De verdeling van de buit

21 David en zijn mannen kwamen terug bij de beek Besor. De 200 mannen die ze daar hadden achtergelaten omdat ze te uitgeput waren geweest om met hem mee te gaan, kwamen hun tegemoet. David begroette hen. 22 Een paar van de mannen die bij David hoorden, waren schurken. Ze zeiden tegen David: "Zij zijn niet met ons meegegaan, dus ze krijgen niets van de buit! Ze krijgen alleen allemaal hun vrouw en kinderen terug en daarna moeten ze wegwezen!" 23 Maar David zei: "Dat doen we niet, vrienden! Want de Heer heeft ons deze buit geven. Hij heeft ons beschermd. Hij heeft de bende die ons had overvallen, in onze macht gegeven. 24 Niemand zal het met jullie eens zijn. Nee, de mannen die bij de spullen zijn achtergebleven, krijgen evenveel van de buit als de mannen die meegevochten hebben. Alles wordt eerlijk verdeeld." 25 Sindsdien is het een gewoonte in Israël om op die manier de buit te verdelen.

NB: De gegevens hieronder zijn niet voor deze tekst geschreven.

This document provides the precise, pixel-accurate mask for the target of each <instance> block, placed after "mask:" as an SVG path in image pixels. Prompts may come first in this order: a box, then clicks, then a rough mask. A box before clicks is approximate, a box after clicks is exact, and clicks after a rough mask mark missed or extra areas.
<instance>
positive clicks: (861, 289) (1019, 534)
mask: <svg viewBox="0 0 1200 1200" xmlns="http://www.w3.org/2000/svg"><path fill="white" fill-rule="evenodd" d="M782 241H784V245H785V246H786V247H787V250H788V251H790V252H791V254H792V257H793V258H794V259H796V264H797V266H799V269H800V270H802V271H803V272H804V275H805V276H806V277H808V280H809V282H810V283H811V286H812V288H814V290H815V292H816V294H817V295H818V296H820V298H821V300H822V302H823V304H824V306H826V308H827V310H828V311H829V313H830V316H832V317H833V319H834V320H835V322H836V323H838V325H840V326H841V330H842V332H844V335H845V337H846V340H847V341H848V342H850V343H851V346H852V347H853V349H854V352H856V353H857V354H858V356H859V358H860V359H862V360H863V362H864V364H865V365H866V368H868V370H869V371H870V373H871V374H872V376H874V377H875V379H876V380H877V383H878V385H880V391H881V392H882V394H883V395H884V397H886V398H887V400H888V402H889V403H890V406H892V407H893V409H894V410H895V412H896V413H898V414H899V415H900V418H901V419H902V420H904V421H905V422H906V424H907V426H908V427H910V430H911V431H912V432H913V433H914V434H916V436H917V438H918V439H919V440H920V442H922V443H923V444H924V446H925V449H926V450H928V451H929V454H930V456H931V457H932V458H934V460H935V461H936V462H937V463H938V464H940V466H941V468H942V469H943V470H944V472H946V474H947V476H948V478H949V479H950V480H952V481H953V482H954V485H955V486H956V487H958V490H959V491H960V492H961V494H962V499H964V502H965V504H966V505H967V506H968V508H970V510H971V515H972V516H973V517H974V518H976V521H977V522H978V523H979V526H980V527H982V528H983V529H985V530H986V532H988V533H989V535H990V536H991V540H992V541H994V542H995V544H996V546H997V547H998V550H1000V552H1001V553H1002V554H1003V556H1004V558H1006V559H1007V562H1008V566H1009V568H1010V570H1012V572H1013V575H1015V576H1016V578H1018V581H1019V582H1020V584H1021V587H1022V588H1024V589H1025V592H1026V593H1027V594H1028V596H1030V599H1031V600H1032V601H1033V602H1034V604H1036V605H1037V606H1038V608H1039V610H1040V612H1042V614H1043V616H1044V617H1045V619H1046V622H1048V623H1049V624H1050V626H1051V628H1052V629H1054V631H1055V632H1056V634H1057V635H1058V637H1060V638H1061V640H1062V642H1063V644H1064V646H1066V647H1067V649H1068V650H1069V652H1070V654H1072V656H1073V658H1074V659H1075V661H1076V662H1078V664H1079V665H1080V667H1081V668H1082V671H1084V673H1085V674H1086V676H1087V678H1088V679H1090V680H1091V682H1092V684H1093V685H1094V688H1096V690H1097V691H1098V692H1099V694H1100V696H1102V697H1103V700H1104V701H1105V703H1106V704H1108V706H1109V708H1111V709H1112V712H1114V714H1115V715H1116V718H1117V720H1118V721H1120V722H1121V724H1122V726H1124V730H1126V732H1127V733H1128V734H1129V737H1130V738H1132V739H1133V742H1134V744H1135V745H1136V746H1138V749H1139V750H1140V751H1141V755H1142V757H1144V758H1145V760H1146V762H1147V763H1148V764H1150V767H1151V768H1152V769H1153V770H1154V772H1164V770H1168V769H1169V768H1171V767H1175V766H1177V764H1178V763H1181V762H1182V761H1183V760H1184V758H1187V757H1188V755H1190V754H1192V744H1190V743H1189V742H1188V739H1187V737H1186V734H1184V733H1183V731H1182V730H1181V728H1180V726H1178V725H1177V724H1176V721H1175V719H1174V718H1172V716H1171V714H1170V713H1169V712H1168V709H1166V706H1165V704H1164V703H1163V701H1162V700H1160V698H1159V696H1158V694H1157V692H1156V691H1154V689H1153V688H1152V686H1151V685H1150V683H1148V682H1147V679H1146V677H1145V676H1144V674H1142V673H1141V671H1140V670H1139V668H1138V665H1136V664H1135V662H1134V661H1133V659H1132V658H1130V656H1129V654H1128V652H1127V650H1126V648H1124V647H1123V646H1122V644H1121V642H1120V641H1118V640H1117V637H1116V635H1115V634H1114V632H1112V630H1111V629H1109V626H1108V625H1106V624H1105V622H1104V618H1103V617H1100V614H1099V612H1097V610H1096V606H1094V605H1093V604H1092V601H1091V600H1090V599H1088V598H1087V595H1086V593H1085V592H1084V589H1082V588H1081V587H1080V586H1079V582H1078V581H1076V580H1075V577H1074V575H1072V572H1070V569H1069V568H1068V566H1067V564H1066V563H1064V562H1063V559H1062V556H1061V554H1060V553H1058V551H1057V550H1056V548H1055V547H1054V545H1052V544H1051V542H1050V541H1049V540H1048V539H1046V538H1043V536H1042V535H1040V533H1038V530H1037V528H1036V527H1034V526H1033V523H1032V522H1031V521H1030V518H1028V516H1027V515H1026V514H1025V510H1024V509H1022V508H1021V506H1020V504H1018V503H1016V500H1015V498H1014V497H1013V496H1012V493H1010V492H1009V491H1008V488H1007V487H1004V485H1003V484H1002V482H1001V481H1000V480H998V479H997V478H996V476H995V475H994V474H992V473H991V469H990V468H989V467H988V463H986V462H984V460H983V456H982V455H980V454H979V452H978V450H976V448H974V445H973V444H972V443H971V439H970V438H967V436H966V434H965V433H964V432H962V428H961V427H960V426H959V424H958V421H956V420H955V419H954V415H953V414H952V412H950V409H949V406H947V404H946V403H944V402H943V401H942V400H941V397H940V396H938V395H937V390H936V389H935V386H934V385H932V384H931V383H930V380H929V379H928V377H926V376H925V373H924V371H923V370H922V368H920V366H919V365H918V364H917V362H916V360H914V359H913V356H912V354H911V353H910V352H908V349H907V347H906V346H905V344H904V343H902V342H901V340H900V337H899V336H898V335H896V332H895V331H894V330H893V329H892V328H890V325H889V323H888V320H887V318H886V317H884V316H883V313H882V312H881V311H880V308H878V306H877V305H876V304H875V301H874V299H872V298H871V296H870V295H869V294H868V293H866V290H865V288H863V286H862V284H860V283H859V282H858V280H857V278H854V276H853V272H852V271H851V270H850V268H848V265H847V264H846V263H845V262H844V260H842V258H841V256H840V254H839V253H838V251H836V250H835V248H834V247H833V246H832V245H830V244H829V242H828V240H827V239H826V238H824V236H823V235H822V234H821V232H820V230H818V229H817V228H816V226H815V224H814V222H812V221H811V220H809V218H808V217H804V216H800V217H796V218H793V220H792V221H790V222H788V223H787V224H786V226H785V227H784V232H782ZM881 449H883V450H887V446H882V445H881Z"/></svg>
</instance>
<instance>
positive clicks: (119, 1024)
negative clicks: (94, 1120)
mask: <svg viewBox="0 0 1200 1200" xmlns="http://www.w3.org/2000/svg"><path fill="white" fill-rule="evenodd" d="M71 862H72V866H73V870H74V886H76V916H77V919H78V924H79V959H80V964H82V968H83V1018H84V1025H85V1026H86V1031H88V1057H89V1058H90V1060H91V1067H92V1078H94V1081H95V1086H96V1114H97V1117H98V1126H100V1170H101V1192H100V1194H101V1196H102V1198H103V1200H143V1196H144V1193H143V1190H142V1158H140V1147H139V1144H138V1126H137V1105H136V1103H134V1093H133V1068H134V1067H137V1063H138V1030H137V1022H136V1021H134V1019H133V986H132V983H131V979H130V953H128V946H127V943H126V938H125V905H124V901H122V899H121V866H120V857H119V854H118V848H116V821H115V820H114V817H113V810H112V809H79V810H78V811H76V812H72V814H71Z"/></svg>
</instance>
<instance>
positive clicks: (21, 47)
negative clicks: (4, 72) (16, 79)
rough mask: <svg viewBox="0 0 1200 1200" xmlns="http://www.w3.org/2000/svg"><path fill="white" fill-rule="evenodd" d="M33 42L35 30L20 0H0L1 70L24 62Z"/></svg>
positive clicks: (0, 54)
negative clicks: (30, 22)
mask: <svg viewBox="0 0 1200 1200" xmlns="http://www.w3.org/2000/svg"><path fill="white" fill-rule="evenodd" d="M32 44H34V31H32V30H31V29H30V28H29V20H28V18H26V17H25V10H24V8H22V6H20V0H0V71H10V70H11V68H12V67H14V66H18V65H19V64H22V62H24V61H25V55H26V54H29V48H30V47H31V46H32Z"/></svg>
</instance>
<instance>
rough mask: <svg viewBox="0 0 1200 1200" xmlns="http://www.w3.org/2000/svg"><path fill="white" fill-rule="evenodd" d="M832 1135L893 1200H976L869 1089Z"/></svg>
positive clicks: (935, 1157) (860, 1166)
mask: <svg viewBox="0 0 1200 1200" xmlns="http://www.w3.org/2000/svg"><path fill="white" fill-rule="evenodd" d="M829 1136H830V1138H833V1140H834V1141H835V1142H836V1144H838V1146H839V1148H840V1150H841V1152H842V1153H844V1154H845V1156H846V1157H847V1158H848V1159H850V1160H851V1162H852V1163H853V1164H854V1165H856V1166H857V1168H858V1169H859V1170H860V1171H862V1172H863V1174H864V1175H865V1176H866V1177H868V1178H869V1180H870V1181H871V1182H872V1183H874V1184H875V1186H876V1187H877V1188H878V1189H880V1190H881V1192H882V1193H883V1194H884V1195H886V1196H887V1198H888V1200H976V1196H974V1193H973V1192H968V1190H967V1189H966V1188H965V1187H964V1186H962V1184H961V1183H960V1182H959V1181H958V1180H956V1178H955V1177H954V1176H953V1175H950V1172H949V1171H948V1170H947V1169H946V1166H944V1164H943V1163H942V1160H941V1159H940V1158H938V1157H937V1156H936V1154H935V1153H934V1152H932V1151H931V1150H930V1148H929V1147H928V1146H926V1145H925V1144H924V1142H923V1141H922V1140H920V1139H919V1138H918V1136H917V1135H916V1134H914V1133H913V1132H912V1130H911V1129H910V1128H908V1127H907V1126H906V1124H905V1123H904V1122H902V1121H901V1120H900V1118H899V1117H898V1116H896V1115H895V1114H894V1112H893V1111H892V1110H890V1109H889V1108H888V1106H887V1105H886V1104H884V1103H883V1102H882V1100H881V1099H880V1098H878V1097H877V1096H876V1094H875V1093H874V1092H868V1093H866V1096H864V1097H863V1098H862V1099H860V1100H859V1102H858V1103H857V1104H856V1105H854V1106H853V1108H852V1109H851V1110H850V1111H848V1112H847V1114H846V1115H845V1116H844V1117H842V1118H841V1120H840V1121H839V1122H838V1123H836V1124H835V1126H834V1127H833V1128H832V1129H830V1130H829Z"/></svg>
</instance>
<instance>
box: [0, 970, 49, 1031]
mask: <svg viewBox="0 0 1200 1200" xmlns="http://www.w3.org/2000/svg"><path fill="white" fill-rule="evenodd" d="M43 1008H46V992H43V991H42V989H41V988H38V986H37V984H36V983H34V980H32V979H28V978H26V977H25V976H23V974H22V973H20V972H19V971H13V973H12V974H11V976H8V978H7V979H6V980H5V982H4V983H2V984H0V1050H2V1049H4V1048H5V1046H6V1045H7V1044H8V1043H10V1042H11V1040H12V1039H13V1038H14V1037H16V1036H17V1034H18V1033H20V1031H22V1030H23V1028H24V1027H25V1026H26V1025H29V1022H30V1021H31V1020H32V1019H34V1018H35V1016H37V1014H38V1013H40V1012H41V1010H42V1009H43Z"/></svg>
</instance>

26 David ging naar Ziklag terug. Hij stuurde een deel van de buit naar de leiders van Juda die met hem bevriend waren. Hij liet tegen hen zeggen: "Hier is voor jullie een deel van de buit die de Heer ons heeft gegeven." 27 Zo ging er een geschenk naar de leiders van Bet-El, Ramot in het zuiden, 28 Jater, Aroër, Sifmot, 29 Estemoa, Rachal, de steden van de Jerameëlieten en van de Kenieten, 30 Horma, Kor-Asan, 31 Atach en Hebron. Dat waren alle plaatsen waar David met zijn mannen had rondgezworven.